5.2 No petition against the Issuer
The Trustee hereby undertakes to the Issuer that it shall not, nor shall any
party on its behalf, at any time institute, or join any person instituting,
against the Issuer, or any or all of its revenues and assets:
5.2.1 any bankruptcy, reorganisation, arrangement, examinership,
insolvency, winding up or liquidation proceedings, proceedings for the
appointment of a liquidator, examiner, administrator or similar official or
other proceedings under any applicable bankruptcy or similar law;
5.2.2 any petition for the appointment of a receiver (other than
the appointment of a receiver by the Security Trustee in accordance with the
terms of each Security Deed), examiner (or interim examiner), administrator,
trustee, liquidator (or provisional liquidator), sequestrator or similar
officer of it; or
5.2.3 any ex parte proceedings.
5.3 Limited recourse
Notwithstanding any provision in this Supplemental Trust Deed to the contrary,
of the Trustee hereby agrees and acknowledges with the Issuer that:
5.3.1 the obligations of the Issuer arising under this
Supplemental Trust Deed are limited recourse obligations of the Issuer which
are payable solely from the Secured Property in respect of the Gold Securities
and not to any other assets of the Issuer;
5.3.2 it will have recourse in respect of any amount, claim or
obligation due or owing to it by the Issuer (the Claims) only to the extent of
available funds pursuant to clause 4.3.1 above; and
5.3.3 after the application of such funds, the Issuer will not
have any assets available for payment of its obligations under this
Supplemental Trust Deed and any Claims will accordingly be extinguished to the
extent of any shortfall.
5.4 Survival
This clause 4 (Limited recourse and non-petition) shall survive the
termination or expiration of this Supplemental Trust Deed.
6 Counterparts
This Supplemental Trust Deed may be executed in any number counterparts, all
of which taken shall constitute one and the same instrument.

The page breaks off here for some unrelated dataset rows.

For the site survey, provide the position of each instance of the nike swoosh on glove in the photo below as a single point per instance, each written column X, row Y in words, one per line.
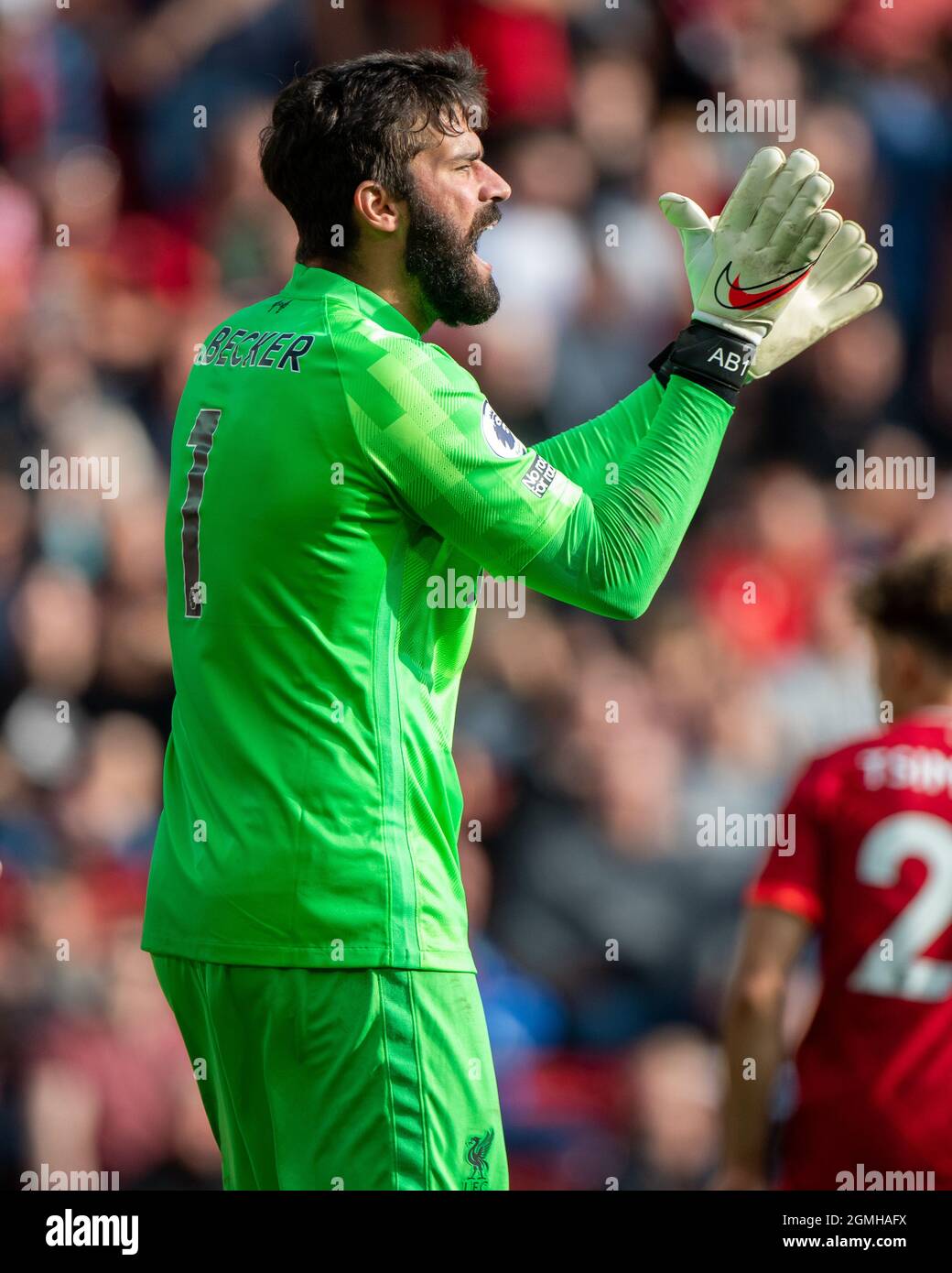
column 746, row 267
column 833, row 293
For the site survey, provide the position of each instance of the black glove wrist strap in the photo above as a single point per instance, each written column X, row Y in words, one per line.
column 708, row 355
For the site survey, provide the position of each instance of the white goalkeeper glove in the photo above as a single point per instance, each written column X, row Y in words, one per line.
column 746, row 267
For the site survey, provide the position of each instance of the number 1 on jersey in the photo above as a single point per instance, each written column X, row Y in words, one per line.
column 200, row 440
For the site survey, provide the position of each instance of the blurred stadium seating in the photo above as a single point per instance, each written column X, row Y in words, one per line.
column 609, row 1066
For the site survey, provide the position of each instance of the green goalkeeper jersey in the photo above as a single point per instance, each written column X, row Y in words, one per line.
column 319, row 629
column 336, row 486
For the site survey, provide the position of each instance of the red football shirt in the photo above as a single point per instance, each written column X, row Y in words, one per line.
column 872, row 868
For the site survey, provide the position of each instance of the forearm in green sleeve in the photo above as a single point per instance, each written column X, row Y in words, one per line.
column 619, row 541
column 583, row 453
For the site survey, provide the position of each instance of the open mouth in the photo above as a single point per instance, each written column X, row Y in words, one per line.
column 480, row 260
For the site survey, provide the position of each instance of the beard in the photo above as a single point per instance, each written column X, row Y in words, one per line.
column 442, row 263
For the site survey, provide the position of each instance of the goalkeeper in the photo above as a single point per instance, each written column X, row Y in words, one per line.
column 304, row 913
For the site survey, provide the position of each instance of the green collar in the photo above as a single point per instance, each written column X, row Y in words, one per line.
column 309, row 283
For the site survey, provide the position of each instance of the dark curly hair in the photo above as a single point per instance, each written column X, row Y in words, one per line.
column 362, row 120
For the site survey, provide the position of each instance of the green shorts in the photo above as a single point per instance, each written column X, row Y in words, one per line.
column 368, row 1079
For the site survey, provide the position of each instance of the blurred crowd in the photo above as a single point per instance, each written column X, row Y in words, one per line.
column 133, row 219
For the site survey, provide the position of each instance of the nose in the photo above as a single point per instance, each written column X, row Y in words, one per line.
column 495, row 188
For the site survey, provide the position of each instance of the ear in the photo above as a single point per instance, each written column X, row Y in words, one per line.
column 375, row 208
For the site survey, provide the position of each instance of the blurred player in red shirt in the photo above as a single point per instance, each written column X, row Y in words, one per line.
column 871, row 874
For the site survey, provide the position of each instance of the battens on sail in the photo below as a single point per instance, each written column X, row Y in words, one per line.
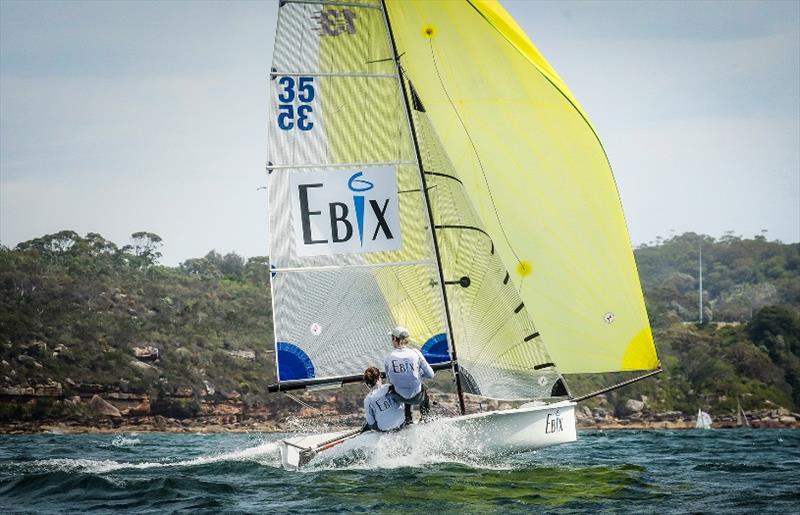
column 350, row 252
column 536, row 177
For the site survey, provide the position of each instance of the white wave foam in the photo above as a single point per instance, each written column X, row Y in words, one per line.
column 265, row 454
column 122, row 441
column 421, row 445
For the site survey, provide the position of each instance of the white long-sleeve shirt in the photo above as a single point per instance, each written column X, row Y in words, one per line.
column 406, row 368
column 381, row 409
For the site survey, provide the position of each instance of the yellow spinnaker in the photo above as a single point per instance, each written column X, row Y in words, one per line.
column 537, row 175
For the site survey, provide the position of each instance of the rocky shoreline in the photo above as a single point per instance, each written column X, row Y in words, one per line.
column 102, row 416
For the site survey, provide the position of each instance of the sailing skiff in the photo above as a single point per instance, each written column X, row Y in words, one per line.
column 429, row 168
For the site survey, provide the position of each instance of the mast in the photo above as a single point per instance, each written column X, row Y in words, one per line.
column 426, row 197
column 700, row 288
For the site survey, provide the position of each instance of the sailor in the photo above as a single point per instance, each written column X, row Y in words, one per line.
column 382, row 411
column 405, row 368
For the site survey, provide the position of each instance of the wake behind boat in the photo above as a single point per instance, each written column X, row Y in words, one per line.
column 428, row 168
column 496, row 432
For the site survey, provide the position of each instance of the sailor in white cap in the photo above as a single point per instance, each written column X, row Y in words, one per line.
column 406, row 367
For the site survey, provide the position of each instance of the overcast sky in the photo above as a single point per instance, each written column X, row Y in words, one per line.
column 117, row 117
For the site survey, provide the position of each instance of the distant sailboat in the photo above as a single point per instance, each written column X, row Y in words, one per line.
column 741, row 418
column 703, row 420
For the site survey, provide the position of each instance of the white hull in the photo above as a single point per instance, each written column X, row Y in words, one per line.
column 509, row 431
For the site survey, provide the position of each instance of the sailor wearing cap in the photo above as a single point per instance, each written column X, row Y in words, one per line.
column 406, row 368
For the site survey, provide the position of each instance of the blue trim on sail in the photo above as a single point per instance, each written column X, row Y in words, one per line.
column 293, row 363
column 435, row 349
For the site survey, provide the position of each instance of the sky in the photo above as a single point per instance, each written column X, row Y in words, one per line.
column 118, row 117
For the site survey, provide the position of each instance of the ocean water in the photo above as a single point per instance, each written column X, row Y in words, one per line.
column 730, row 471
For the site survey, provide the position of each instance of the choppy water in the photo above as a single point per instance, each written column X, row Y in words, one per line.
column 622, row 471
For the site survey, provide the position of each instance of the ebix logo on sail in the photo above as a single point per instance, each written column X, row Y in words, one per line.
column 345, row 211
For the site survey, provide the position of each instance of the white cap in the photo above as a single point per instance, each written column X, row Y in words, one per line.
column 399, row 332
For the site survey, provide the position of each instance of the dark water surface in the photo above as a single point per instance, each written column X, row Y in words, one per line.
column 741, row 471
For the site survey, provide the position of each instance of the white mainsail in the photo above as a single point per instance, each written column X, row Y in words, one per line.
column 703, row 420
column 351, row 224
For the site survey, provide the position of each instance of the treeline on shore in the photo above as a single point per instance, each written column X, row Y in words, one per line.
column 80, row 316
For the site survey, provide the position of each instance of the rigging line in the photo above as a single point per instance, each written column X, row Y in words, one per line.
column 475, row 150
column 303, row 404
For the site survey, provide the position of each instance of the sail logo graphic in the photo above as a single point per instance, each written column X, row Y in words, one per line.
column 345, row 211
column 553, row 423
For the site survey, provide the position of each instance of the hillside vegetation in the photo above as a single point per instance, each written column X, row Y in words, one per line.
column 73, row 308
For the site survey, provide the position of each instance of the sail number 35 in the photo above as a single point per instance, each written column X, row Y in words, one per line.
column 289, row 114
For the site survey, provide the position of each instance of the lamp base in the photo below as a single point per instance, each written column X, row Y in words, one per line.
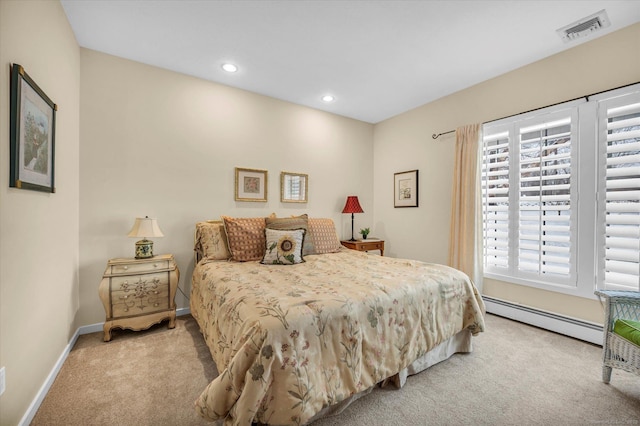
column 144, row 249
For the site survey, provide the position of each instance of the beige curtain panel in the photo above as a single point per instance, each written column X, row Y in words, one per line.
column 465, row 237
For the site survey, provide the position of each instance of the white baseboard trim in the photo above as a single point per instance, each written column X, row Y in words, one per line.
column 35, row 404
column 573, row 327
column 85, row 329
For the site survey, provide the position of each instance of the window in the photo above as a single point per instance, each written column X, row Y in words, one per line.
column 551, row 221
column 619, row 184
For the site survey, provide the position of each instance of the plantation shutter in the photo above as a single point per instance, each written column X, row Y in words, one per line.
column 619, row 207
column 544, row 203
column 495, row 198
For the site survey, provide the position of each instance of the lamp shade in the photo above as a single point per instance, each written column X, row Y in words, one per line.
column 145, row 227
column 352, row 205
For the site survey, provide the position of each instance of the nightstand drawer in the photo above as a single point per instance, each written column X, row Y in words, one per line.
column 137, row 293
column 133, row 268
column 144, row 294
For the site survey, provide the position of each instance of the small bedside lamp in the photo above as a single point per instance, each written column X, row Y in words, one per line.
column 352, row 206
column 145, row 227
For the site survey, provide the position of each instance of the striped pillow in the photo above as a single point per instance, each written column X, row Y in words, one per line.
column 324, row 236
column 246, row 237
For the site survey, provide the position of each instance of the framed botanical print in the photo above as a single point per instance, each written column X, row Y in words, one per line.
column 251, row 185
column 32, row 134
column 405, row 186
column 294, row 187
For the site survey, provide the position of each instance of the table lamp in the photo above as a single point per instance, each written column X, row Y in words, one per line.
column 145, row 227
column 352, row 206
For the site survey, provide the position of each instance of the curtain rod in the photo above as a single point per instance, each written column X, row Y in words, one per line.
column 436, row 136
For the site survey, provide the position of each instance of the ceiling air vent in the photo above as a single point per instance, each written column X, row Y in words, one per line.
column 584, row 26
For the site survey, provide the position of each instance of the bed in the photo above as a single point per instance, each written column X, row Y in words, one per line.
column 296, row 342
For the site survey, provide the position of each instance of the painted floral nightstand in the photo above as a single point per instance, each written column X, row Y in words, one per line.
column 137, row 293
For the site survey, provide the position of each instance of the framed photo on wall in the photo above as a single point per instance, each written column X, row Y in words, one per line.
column 32, row 134
column 251, row 185
column 405, row 186
column 294, row 187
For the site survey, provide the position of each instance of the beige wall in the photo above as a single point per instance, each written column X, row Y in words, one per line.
column 404, row 143
column 38, row 231
column 165, row 145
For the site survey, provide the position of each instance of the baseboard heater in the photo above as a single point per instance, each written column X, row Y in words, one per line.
column 579, row 329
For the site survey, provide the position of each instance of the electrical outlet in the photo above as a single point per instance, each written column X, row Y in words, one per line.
column 2, row 387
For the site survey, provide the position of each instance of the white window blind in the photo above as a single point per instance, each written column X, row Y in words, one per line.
column 527, row 196
column 561, row 195
column 619, row 202
column 495, row 199
column 544, row 204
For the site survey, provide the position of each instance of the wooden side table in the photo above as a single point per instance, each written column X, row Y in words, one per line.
column 365, row 245
column 137, row 293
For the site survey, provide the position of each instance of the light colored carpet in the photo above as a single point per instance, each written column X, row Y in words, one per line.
column 517, row 374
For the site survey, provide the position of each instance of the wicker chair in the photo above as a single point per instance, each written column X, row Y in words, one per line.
column 618, row 352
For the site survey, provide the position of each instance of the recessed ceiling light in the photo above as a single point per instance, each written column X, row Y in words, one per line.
column 229, row 67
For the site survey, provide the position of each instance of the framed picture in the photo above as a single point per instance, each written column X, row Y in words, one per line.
column 405, row 186
column 294, row 187
column 32, row 134
column 251, row 185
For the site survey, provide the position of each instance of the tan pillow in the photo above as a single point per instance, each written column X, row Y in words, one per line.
column 324, row 235
column 211, row 240
column 246, row 237
column 294, row 222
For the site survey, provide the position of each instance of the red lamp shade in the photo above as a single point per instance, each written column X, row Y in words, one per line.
column 352, row 205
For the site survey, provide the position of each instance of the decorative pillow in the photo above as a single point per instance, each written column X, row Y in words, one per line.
column 324, row 235
column 628, row 329
column 211, row 240
column 294, row 222
column 245, row 237
column 284, row 247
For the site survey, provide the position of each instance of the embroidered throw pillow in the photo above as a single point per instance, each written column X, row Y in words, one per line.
column 294, row 222
column 245, row 237
column 211, row 240
column 283, row 246
column 324, row 236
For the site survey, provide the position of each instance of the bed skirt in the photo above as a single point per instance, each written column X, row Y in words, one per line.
column 460, row 343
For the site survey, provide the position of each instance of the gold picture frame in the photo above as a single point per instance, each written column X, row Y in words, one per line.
column 294, row 187
column 251, row 185
column 32, row 134
column 405, row 188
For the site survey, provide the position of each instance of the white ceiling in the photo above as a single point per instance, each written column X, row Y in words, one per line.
column 378, row 58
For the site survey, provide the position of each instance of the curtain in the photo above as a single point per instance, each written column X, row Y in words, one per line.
column 465, row 236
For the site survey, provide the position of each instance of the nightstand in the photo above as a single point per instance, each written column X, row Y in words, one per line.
column 137, row 293
column 365, row 245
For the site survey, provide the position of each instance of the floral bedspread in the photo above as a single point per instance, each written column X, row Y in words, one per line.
column 291, row 340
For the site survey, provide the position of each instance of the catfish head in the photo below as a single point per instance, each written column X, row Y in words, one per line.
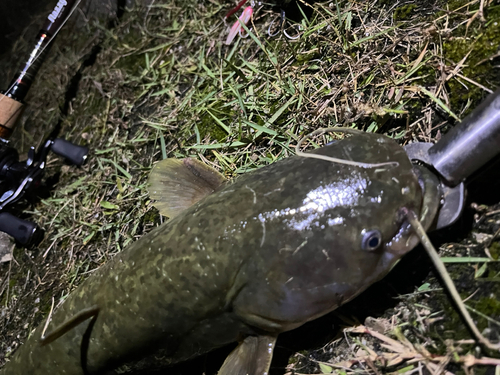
column 337, row 229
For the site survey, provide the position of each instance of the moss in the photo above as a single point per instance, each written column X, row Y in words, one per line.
column 482, row 44
column 495, row 249
column 403, row 12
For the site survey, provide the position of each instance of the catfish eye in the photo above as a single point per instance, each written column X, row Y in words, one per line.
column 372, row 239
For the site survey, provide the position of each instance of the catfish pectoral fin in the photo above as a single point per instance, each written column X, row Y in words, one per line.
column 69, row 324
column 177, row 184
column 252, row 356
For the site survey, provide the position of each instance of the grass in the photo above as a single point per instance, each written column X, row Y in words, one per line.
column 163, row 84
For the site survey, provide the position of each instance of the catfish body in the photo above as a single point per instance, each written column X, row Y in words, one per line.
column 278, row 247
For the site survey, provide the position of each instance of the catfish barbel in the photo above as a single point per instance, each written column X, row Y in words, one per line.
column 239, row 261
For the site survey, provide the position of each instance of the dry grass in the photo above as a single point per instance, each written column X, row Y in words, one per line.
column 163, row 84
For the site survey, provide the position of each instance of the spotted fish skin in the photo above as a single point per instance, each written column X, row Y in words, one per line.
column 274, row 249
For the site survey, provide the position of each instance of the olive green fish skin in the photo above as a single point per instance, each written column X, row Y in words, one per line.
column 274, row 249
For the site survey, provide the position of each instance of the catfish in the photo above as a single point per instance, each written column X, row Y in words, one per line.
column 238, row 261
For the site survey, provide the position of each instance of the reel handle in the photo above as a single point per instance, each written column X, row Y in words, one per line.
column 73, row 153
column 25, row 232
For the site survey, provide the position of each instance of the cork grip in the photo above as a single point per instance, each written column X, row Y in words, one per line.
column 10, row 110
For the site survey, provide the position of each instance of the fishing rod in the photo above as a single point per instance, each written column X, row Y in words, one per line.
column 19, row 178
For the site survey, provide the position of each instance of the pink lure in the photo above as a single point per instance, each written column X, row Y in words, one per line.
column 244, row 18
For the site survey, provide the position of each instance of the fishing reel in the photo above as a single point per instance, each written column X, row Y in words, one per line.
column 19, row 178
column 22, row 178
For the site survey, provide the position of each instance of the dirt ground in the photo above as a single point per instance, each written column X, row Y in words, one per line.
column 156, row 80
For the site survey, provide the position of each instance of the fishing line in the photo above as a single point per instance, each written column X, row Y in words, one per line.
column 298, row 152
column 440, row 267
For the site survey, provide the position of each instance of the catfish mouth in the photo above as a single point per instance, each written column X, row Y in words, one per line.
column 406, row 238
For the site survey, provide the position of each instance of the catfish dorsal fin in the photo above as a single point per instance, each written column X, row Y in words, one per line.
column 176, row 184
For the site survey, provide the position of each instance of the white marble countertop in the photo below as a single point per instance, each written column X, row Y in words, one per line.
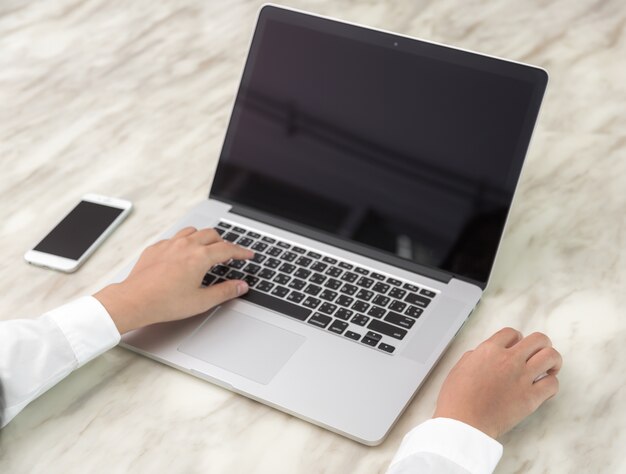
column 130, row 98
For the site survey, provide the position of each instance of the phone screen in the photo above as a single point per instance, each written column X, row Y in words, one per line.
column 78, row 230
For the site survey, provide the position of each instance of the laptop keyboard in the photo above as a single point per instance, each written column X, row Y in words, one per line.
column 332, row 294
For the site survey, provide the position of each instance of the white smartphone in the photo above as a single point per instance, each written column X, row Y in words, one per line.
column 79, row 233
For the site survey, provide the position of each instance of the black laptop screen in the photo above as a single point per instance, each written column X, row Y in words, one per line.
column 406, row 148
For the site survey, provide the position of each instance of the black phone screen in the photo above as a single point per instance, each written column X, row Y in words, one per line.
column 78, row 230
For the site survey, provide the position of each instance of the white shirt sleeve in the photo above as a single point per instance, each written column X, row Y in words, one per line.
column 35, row 354
column 446, row 446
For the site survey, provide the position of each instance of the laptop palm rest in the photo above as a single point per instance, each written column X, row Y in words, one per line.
column 242, row 344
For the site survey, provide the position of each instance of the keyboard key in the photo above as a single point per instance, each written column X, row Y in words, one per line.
column 386, row 347
column 245, row 242
column 360, row 320
column 344, row 300
column 386, row 329
column 338, row 326
column 430, row 294
column 381, row 287
column 365, row 295
column 318, row 278
column 296, row 284
column 369, row 341
column 311, row 302
column 328, row 295
column 312, row 289
column 327, row 308
column 266, row 274
column 220, row 270
column 343, row 313
column 258, row 258
column 287, row 268
column 414, row 311
column 417, row 300
column 319, row 320
column 397, row 293
column 276, row 304
column 238, row 264
column 376, row 312
column 397, row 306
column 265, row 286
column 349, row 277
column 319, row 266
column 400, row 320
column 365, row 282
column 348, row 289
column 360, row 306
column 272, row 263
column 295, row 297
column 334, row 271
column 231, row 236
column 274, row 251
column 259, row 246
column 280, row 291
column 304, row 261
column 381, row 300
column 302, row 273
column 289, row 256
column 250, row 280
column 282, row 279
column 208, row 279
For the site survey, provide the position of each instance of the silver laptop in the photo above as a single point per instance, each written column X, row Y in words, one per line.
column 372, row 174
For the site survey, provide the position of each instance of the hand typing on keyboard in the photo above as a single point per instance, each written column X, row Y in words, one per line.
column 164, row 285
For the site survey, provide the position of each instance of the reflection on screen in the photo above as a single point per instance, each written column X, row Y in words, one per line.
column 414, row 156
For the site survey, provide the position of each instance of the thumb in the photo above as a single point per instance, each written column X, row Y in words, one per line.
column 225, row 291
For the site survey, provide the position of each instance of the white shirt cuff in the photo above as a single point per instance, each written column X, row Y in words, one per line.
column 454, row 440
column 87, row 326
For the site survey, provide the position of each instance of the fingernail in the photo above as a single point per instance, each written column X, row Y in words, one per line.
column 242, row 288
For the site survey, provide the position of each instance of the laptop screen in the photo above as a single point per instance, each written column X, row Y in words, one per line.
column 395, row 146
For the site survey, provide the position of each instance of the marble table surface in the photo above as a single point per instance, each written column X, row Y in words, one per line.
column 131, row 97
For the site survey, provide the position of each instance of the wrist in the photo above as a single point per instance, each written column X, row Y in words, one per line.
column 116, row 301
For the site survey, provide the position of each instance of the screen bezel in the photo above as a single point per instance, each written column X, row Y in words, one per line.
column 535, row 75
column 64, row 264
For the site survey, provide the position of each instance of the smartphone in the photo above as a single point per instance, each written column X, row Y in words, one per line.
column 79, row 233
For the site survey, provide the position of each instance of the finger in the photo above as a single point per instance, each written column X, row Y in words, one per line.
column 223, row 251
column 205, row 236
column 545, row 388
column 505, row 337
column 184, row 232
column 222, row 292
column 532, row 344
column 546, row 361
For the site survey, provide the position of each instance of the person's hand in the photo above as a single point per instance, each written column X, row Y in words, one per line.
column 503, row 380
column 164, row 285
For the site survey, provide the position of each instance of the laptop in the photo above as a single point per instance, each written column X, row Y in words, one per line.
column 372, row 174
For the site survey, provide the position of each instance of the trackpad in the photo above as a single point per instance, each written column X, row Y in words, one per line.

7 Governing law and submission to jurisdiction
7.1 Governing law
This Supplemental Trust Deed, unless otherwise specified therein, and any
non-contractual obligations arising out of or in connection with them shall be
governed by and construed in accordance with Irish law.
7.2 Jurisdiction
The courts of Ireland shall have exclusive jurisdiction to settle any disputes
that may arise out of or in connection with this Supplemental Trust Deed and
accordingly any legal action or proceedings arising out of or in connection
with this Supplemental Trust Deed (Proceedings) may be brought in such courts.
The Issuer irrevocably submits to the jurisdiction of such courts and waives
any objections to Proceedings in such courts on the ground of venue or on the
ground that the Proceedings have been brought in an inconvenient forum. This
submission is for the benefit of each of the Trustee and shall not limit the
right of it to take Proceedings in any other court of competent jurisdiction
nor shall the taking of Proceedings in any one or more jurisdictions preclude
the taking of Proceedings in any other jurisdiction (whether concurrently or
not).
APPENDIX A
Schedule 7 (Form of new Swap Counterparty Certificate)
ZIPA PRECIOUS METALS PUBLIC LIMITED COMPANY
(the Issuer)
DIRECTOR'S CERTIFICATE
To: Apex Corporate Trustees (UK) Limited
6th Floor
125 London Wall
London
EC2Y 5AS
(as Trustee)
Re: Gold Securities Programme
1. Unless otherwise defined or stated herein, references to defined terms
in this director's certificate (the Certificate) shall have the same meaning
as ascribed to them in the master trust deed dated 8 March 2024 (the Programme
Launch Date) between (among others) the Issuer, Apex Fund Services (Ireland)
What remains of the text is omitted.